🤖 AI Summary
This study investigates the impact of parallel scaling on large language models’ (LLMs) performance in automated Verilog code generation. Addressing the limited functional correctness of LLM-generated hardware designs—attributed to output randomness and single-sample decoding bias—we propose a lightweight, fine-tuning-free, post-training-free parallel sampling method that generates multiple candidate solutions concurrently. We systematically evaluate this approach across mainstream open-weight LLMs (e.g., Llama-3, Qwen2) and established benchmarks (VerilogEval, HDLBits), demonstrating a strong positive correlation between parallel scale (up to hundreds of samples) and generation quality. Crucially, we identify and empirically validate the mechanism by which statistical aggregation over parallel samples suppresses stochasticity and improves functional correctness. Experiments show that our method achieves substantial gains under controllable latency and computational cost, outperforming state-of-the-art LLM-based Verilog generators—with up to a 27.4% absolute improvement in functional correctness.
📝 Abstract
We present VerilogMonkey, an empirical study of parallel scaling for the under-explored task of automated Verilog generation.
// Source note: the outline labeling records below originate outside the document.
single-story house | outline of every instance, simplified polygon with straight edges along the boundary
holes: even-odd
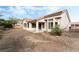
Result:
[[[60,28],[68,31],[71,20],[67,10],[58,11],[52,14],[48,14],[37,19],[23,19],[23,29],[32,32],[50,32],[51,28],[59,25]]]

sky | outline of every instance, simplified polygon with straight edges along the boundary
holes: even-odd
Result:
[[[79,6],[0,6],[2,18],[38,18],[59,10],[67,9],[71,21],[79,21]]]

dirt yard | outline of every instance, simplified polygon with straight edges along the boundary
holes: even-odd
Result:
[[[4,32],[0,39],[1,52],[74,52],[79,51],[79,33],[63,33],[52,36],[49,33],[31,33],[22,29]]]

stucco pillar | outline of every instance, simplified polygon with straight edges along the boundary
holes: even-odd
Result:
[[[39,31],[39,24],[38,24],[38,22],[36,22],[36,32],[38,32]]]
[[[53,18],[53,28],[55,27],[55,18]]]
[[[46,22],[46,24],[47,24],[47,26],[46,26],[46,31],[48,31],[48,28],[49,28],[49,27],[48,27],[48,26],[49,26],[48,23],[49,23],[49,22],[48,22],[48,20],[47,20],[47,22]]]
[[[31,28],[32,28],[32,24],[31,24],[31,23],[29,23],[29,29],[31,30]]]

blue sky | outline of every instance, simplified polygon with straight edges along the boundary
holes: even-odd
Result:
[[[3,18],[38,18],[67,9],[72,21],[79,21],[79,6],[0,6]]]

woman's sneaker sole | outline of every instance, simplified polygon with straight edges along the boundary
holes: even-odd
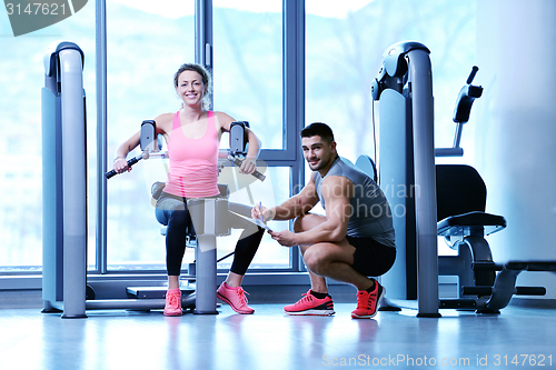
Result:
[[[336,313],[334,310],[305,310],[297,312],[285,312],[290,316],[332,316]]]

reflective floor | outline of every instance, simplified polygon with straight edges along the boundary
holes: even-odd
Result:
[[[0,310],[0,369],[556,369],[556,311],[508,307],[498,316],[441,310],[353,320],[289,317],[282,304],[228,306],[218,316],[88,311],[61,319]]]

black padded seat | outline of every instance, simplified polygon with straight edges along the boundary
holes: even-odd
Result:
[[[506,227],[506,219],[502,216],[479,211],[451,216],[439,221],[437,232],[443,237],[470,236],[478,230],[485,234],[492,234]]]

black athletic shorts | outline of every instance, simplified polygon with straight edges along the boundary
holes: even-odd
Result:
[[[346,236],[355,247],[351,267],[366,277],[379,277],[386,273],[396,260],[396,248],[379,243],[373,238]]]

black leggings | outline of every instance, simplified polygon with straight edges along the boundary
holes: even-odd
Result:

Parallel scaling improves LLM performance by sampling many outputs in parallel. Across multiple benchmarks and mainstream LLMs, we find that scaling to hundreds of samples is cost-effective in both time and money and, even without any additional enhancements such as post-training or agentic methods, surpasses prior results on LLM-based Verilog generation. We further dissect why parallel scaling delivers these gains and show how output randomness in LLMs affects its effectiveness.